The more cores—or processing units—a computer chip has, the bigger the problem of communication between cores becomes. For years, Li-Shiuan Peh, a professor of electrical engineering and computer science at Massachusetts Institute of Technology (MIT), has argued that the massively multicore chips of the future will need to resemble little Internets, where each core has an associated router, and data travels between cores in packets of fixed size.
Peh’s group unveiled a 36-core chip that features just such a “network-on-chip.” In addition to implementing many of the group’s earlier ideas, it also solves one of the problems that has bedeviled previous attempts to design networks-on-chip: maintaining cache coherence, or ensuring that cores’ locally stored copies of globally accessible data remain up to date.
In today’s chips, all the cores—typically somewhere between two and six—are connected by a single wire, called a bus. When two cores need to communicate, they’re granted exclusive access to the bus.
But that approach won’t work as the core count mounts: Cores will spend all their time waiting for the bus to free up, rather than performing computations.
In a network-on-chip, each core is connected only to those immediately adjacent to it. “You can reach your neighbors really quickly,” says Bhavya Daya, an MIT graduate student in electrical engineering and computer science, and first author on the new paper. “You can also have multiple paths to your destination. So if you’re going way across, rather than having one congested path, you could have multiple ones.”
One advantage of a bus, however, is that it makes it easier to maintain cache coherence. Every core on a chip has its own cache, a local, high-speed memory bank in which it stores frequently used data.

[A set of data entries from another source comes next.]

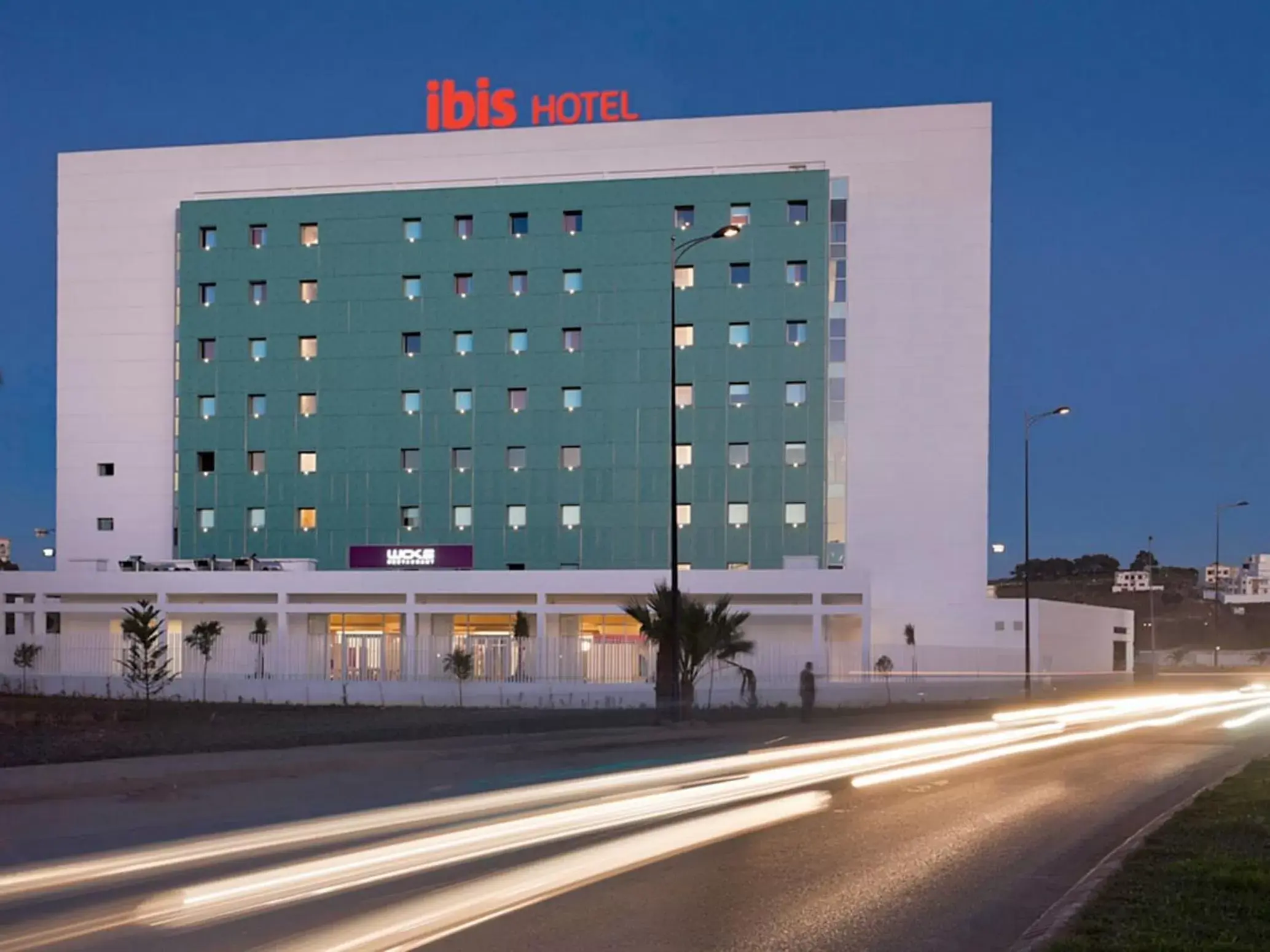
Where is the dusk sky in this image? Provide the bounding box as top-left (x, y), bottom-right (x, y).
top-left (0, 0), bottom-right (1270, 575)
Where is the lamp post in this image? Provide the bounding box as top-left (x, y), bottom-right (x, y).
top-left (657, 225), bottom-right (740, 717)
top-left (1024, 406), bottom-right (1072, 700)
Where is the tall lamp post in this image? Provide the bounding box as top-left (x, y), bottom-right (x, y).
top-left (657, 225), bottom-right (740, 717)
top-left (1024, 406), bottom-right (1072, 700)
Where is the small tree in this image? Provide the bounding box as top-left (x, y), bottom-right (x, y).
top-left (119, 598), bottom-right (176, 713)
top-left (13, 641), bottom-right (44, 694)
top-left (441, 647), bottom-right (472, 707)
top-left (186, 621), bottom-right (221, 703)
top-left (248, 614), bottom-right (269, 678)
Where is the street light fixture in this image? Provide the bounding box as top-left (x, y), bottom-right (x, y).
top-left (1024, 406), bottom-right (1072, 700)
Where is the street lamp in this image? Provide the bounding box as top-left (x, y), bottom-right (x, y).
top-left (657, 225), bottom-right (740, 717)
top-left (1024, 406), bottom-right (1072, 700)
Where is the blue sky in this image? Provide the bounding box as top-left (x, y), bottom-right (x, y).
top-left (0, 0), bottom-right (1270, 574)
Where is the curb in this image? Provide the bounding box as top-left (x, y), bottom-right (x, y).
top-left (1008, 760), bottom-right (1251, 952)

As it performs computations, it updates the data in its cache, and every so often, it undertakes the relatively time-consuming chore of shipping the data back to main memory.
But what happens if another core needs the data before it’s been shipped? Most chips address this question with a protocol called “snoopy,” because it involves snooping on other cores’ communications. When a core needs a particular chunk of data, it broadcasts a request to all the other cores, and whichever one has the data ships it back.
If all the cores share a bus, then when one of them receives a data request, it knows that it’s the most recent request that’s been issued. Similarly, when the requesting core gets data back, it knows that it’s the most recent version of the data.
But in a network-on-chip, data is flying everywhere, and packets will frequently arrive at different cores in different sequences. The implicit ordering that the snoopy protocol relies on breaks down.
Daya, Peh and their colleagues solve this problem by equipping their chips with a second network, which shadows the first. The circuits connected to this network are very simple: All they can do is declare that their associated cores have sent requests for data over the main network. But precisely because those declarations are so simple, nodes in the shadow network can combine them and pass them on without incurring delays.
Groups of declarations reach the routers associated with the cores at discrete intervals—intervals corresponding to the time it takes to pass from one end of the shadow network to another. Each router can thus tabulate exactly how many requests were issued during which interval, and by which other cores. The requests themselves may still take a while to arrive, but their recipients know that they’ve been issued.
During each interval, the chip’s 36 cores are given different, hierarchical priorities. Say, for instance, that during one interval, both core one and core 10 issue requests, but core one has a higher priority. Core 32’s router may receive core 10’s request well before it receives core one’s. But it will hold it until it’s passed along one’s.
This hierarchical ordering simulates the chronological ordering of requests sent over a bus, so the snoopy protocol still works. The hierarchy is shuffled during every interval, however, to ensure that in the long run, all the cores receive equal weight.
After testing the prototype chips to ensure that they’re operational, Daya intends to load them with a version of the Linux operating system, modified to run on 36 cores, and evaluate the performance of real applications, to determine the accuracy of the group’s theoretical projections. At that point, she plans to release the blueprints for the chip, written in the hardware description language Verilog, as open-source code.